3. Develop and Promote Content
Content is more than words on a page. Content is the new frontier of marketing.
In 2013, Google dramatically introduced a new algorithm to their search tool. This change ultimately changed the search engine marketing landscape. Long practiced techniques of keyword usage and link backing were now sometimes penalized. The new Google was all about content and the relevance it had in context to your site as whole. Not only was it just about the content, but its freshness and how it was being utilized across the social network realm.

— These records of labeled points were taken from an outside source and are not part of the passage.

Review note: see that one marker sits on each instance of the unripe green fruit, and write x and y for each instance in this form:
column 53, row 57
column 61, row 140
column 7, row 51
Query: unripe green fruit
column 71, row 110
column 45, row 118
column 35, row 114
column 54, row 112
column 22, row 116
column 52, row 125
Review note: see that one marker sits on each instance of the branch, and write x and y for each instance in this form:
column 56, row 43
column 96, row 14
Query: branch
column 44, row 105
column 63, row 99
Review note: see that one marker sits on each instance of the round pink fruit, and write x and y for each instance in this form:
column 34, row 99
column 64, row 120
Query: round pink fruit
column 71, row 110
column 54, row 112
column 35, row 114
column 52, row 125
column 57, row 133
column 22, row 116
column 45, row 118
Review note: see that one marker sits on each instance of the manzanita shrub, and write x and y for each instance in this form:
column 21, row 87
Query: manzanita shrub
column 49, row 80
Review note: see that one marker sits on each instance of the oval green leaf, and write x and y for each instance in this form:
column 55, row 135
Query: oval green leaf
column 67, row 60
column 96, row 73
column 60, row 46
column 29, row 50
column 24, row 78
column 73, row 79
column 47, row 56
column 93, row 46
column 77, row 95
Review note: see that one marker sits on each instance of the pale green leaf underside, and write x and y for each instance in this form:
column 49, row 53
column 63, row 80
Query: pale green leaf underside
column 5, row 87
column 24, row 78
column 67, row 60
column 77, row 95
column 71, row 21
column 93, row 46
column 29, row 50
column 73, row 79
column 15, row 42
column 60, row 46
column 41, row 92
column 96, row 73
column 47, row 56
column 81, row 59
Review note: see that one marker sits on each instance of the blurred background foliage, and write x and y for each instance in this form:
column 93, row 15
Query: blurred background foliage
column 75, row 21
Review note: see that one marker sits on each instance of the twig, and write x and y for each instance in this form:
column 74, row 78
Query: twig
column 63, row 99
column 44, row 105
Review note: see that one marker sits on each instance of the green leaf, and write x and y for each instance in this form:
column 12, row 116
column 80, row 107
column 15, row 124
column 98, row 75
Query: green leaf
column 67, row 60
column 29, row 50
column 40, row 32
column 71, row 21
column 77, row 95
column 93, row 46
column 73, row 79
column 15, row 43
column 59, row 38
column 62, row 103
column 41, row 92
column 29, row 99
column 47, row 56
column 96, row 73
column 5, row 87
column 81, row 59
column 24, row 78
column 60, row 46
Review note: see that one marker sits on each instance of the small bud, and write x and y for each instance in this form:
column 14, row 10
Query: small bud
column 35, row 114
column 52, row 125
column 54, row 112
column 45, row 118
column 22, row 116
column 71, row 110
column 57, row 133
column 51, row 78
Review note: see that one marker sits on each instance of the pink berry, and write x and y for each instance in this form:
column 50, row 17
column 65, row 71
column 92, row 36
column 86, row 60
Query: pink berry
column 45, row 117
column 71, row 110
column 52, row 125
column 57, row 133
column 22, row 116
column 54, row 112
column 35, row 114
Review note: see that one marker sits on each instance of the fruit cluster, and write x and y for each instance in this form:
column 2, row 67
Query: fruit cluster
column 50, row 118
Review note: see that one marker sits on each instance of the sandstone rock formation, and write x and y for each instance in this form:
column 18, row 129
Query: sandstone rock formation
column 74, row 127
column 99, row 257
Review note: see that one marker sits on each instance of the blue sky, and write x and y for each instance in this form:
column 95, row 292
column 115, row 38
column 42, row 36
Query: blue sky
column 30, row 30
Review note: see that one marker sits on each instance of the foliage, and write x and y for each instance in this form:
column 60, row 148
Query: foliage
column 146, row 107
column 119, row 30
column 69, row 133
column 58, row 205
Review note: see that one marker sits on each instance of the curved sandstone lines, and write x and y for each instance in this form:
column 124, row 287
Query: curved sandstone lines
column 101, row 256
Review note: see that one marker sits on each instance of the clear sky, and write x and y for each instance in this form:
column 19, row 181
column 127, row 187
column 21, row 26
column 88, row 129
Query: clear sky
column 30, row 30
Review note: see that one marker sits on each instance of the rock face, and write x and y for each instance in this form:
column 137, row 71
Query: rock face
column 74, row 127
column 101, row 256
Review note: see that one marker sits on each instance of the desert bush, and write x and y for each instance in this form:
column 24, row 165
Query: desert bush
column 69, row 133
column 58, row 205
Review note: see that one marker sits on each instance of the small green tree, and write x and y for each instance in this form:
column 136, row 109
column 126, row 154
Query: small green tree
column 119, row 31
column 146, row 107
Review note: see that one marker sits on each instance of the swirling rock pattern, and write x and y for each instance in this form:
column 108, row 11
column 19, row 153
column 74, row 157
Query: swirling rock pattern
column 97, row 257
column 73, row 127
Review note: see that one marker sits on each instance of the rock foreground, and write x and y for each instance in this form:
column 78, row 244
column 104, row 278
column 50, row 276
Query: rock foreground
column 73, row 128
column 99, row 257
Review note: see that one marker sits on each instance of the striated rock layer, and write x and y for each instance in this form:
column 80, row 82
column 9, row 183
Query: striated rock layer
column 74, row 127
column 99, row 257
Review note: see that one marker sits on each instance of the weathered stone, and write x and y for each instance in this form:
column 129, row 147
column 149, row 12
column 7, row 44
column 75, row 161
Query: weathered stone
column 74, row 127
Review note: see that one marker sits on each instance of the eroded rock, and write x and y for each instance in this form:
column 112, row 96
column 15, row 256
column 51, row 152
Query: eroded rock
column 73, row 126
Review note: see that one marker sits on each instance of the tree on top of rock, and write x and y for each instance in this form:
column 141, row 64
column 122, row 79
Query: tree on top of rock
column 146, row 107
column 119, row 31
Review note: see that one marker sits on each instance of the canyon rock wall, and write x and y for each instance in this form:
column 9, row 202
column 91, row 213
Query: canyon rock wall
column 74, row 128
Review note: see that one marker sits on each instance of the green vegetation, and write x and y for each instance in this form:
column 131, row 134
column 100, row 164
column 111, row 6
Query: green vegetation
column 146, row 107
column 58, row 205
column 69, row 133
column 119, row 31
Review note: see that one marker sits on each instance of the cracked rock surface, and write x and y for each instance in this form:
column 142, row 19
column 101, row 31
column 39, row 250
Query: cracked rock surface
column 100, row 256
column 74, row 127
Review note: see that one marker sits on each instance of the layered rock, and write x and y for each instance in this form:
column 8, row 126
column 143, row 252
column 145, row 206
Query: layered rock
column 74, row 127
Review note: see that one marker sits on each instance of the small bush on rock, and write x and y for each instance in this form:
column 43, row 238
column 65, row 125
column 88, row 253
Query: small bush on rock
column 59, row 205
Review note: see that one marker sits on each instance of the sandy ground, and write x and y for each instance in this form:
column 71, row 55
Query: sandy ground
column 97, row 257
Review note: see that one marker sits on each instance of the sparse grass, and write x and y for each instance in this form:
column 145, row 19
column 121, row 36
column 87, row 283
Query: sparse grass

The days of copying the brochure and putting it on the website are over. Your content has to be relevant to the user, written for the web, and able to engage quickly. The majority of your site visitors will not come through the home page, but will discover content through search engines or other means. That means every page has the potential to be the first page with which visitors engage.
Both online and off, users come seeking answers to their questions. Recent studies have shown that a visitor to a web page will decide within eight seconds whether the page has what they are seeking. If they believe it contains the answer they seek, engagement will average 1.5 minutes as the consume the content.
Be sure that your content quickly answers their most pressing questions and provides means for brand engagement that will bring them back for more.
Content is more than words on a page. It includes rich media, animation, video, imagery, infographics, etc.
- Good content attracts humans & robots: Your content strategy should not only include relevant information for your audience, but also include proper keyword and search engine optimization (SEO) to maximize exposure in search engines.
- Ebooks & decks: Be sure to leverage content that can be exchanged for inquiry forms. Ebooks and presentations are great options.
- Brochures/data sheets: Include your brochures and datasheets as downloadable PDFs in addition to content on the website.
- Visual: images & video: Be sure your content is rich in media.
- Blogs: One of the best ways to improve SEO is to blog on a regular basis. Once per week is optimum.
- Tie to inbound and lead generation: Be sure to tie all of your content strategies to lead generation. Read our post on inbound marketing.